Letter 2,50 - to Peter, sub-deacon of Sicily, about various cases. July-August 592.

"But when you come, bring with you the money and jewels from the inheritance of Antoninus. Also bring with them any rents obtained by you from the ninth and tenth indictions, and all the accounts. Make an effort to cross the sea, if it pleases God, before the nativity of Saint Cyprian, in case some danger might eventuate (Heaven forbid!) from the sigh that is always a threat at that time.

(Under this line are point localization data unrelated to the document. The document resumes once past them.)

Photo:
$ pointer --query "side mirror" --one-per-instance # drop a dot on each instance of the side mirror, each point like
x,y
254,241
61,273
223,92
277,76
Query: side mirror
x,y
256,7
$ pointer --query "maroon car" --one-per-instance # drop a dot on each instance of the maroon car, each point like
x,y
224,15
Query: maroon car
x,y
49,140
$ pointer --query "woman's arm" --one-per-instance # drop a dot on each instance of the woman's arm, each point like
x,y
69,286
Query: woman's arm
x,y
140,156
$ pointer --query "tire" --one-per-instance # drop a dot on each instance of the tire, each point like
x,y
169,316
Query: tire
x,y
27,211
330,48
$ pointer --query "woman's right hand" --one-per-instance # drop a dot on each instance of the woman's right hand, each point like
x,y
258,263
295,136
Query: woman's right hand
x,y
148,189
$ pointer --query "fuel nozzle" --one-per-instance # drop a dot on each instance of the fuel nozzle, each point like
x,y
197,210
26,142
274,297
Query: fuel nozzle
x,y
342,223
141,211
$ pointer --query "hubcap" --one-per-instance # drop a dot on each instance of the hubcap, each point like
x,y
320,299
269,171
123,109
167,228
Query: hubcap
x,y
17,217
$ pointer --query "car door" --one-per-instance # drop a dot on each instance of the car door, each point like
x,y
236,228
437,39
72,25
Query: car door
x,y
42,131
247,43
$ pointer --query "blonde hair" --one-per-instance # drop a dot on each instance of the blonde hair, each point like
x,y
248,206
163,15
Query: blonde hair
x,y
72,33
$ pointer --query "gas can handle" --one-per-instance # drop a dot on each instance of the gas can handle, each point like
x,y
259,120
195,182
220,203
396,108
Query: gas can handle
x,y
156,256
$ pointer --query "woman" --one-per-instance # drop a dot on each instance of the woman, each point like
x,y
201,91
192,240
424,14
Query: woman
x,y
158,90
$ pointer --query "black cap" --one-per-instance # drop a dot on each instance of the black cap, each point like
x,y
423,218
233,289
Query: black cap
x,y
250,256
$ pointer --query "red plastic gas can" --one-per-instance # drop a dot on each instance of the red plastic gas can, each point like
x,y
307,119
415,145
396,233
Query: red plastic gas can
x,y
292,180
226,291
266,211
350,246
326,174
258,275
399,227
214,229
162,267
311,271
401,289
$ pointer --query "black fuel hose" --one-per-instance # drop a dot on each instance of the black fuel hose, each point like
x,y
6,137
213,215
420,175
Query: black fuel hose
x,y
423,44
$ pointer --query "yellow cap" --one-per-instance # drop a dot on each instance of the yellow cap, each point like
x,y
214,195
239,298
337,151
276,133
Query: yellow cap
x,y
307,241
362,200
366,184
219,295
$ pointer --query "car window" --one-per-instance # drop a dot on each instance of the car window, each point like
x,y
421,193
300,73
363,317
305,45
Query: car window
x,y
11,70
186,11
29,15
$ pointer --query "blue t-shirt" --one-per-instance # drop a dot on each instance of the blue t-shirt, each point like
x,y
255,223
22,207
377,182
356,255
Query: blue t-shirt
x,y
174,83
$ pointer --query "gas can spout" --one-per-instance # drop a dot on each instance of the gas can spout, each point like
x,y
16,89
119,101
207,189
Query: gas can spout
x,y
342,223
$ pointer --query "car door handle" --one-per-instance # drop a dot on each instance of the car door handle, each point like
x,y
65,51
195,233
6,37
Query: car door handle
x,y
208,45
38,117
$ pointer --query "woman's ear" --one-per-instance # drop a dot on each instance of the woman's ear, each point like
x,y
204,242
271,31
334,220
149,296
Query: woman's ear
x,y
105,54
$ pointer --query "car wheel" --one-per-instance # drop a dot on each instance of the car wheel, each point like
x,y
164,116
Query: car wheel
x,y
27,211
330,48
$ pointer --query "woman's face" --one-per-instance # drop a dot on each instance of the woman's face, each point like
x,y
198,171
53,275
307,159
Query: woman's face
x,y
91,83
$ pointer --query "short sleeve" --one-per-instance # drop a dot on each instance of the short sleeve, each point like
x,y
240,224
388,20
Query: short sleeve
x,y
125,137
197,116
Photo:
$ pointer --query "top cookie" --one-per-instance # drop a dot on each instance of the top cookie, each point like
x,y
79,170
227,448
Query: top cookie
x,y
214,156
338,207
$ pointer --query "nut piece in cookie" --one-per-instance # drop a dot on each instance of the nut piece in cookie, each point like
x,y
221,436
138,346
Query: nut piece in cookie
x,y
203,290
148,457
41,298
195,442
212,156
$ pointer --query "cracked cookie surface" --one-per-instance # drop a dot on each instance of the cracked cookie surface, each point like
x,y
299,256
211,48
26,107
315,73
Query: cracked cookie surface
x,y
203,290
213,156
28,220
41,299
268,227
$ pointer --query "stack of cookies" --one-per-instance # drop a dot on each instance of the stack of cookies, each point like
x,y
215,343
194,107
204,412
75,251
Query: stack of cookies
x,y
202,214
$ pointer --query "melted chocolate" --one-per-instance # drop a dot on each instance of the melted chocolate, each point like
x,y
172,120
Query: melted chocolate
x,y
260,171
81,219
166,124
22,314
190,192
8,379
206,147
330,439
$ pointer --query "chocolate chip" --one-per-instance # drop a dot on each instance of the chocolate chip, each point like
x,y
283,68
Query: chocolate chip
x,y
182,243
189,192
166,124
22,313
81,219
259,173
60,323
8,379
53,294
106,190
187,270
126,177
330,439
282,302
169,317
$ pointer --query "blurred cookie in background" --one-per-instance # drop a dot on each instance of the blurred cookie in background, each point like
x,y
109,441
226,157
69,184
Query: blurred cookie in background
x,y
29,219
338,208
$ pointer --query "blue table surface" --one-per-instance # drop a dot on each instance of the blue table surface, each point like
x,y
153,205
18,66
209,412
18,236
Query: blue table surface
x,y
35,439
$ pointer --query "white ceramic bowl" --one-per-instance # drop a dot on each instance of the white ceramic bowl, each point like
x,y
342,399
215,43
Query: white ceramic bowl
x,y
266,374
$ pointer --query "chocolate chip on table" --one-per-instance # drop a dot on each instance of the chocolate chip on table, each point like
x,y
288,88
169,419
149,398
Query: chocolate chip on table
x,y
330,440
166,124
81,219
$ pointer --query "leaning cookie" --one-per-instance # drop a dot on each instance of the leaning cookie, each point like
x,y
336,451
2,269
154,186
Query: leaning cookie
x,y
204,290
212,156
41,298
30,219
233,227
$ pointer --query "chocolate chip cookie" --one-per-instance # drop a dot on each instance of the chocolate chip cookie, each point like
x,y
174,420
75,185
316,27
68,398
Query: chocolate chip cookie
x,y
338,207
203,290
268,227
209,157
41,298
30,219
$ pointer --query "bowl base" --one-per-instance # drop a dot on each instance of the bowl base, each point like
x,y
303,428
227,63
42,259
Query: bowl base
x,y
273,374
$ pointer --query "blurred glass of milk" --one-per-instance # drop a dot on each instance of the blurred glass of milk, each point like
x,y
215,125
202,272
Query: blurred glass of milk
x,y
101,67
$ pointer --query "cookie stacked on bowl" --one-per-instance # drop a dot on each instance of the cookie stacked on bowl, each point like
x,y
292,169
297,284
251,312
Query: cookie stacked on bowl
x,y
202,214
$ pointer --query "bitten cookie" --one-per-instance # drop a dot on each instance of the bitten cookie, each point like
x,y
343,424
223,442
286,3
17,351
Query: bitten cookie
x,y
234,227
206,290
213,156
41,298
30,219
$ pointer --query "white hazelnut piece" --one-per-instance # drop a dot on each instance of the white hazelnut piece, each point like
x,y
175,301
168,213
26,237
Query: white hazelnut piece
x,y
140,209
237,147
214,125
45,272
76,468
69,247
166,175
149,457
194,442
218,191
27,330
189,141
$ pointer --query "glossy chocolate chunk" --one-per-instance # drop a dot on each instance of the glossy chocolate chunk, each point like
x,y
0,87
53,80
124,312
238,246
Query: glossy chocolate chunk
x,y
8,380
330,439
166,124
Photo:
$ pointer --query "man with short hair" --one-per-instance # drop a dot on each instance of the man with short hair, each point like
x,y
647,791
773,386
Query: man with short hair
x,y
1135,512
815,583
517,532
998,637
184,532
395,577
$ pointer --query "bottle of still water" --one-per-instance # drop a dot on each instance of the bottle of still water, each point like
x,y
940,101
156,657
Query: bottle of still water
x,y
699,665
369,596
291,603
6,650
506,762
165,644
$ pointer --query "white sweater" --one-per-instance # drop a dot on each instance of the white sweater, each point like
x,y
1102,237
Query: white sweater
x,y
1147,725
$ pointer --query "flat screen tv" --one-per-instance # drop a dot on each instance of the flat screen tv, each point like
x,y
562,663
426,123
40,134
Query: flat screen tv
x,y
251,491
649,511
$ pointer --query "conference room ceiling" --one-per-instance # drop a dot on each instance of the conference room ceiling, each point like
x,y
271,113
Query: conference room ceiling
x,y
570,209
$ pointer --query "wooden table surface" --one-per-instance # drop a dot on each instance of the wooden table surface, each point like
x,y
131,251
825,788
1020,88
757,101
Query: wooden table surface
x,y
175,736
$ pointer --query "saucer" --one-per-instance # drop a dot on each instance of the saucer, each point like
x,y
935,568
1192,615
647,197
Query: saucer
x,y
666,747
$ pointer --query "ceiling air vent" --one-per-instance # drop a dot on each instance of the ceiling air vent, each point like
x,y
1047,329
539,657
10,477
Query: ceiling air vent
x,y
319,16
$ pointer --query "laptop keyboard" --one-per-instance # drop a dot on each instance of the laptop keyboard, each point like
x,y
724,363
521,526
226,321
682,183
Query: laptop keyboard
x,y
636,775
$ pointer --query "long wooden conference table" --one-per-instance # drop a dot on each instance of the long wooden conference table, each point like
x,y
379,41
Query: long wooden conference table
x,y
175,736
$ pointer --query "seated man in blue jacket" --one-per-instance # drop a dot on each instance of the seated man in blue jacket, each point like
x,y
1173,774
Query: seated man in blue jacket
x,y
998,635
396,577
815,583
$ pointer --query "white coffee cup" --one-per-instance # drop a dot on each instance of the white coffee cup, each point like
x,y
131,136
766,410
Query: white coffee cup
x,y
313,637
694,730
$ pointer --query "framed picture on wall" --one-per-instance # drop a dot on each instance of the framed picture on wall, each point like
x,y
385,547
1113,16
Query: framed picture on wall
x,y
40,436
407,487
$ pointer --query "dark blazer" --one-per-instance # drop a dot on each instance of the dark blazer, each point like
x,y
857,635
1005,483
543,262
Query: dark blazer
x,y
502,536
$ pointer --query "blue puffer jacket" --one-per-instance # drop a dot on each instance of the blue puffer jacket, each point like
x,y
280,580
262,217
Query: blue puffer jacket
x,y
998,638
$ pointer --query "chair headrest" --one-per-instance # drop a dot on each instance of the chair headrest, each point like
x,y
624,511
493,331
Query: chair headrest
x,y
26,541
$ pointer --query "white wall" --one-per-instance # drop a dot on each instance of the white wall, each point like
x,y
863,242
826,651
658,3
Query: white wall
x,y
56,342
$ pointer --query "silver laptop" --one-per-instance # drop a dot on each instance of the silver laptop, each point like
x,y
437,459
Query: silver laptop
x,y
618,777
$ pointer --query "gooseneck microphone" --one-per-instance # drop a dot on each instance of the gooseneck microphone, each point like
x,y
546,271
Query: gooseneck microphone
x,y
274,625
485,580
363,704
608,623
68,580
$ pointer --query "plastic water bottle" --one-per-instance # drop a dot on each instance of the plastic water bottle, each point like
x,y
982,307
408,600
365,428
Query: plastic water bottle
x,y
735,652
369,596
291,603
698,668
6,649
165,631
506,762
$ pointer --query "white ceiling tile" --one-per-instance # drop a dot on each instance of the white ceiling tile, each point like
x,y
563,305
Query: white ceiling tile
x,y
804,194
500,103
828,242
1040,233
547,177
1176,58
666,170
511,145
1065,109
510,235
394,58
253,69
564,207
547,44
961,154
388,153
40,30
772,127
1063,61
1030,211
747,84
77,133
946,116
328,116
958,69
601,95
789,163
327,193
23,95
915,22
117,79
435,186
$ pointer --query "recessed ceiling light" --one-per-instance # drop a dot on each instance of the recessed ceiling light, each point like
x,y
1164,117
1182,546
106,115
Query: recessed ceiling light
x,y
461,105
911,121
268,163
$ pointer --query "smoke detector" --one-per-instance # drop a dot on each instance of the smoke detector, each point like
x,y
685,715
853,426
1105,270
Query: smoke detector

Besides this, you should know that I severely rebukes Pretiosus, a monk, over a slight fault, and I sent him from my presence, a sad and embittered man. As a result, I am deeply distressed in my thoughts. And I wrote to the lord bishop, that he should send him back to me, if he were willing. But he was not at all willing. I neither should nor can upset the bishop, for occupied as he is in the service of God, he should be supported with words of comfort, and not criticized with bitterness. In fact the same Pretiosus, from what I hear, is extremely sad, because he is not returning to me. But as I have said, I cannot upset the lord bishop, who does not want to send him away, and I remain undecided between the two of them. You therefore, if you have a greater amount of wisdom in your poor old body than I have in mine, arrange this same case in such a way that my wish is realized, and the lord bishop is not upset."

Cited from: The Letters of Gregory the Great, trans. John R.C. Martyn (Toronto: PIMS, 2004), I: 229.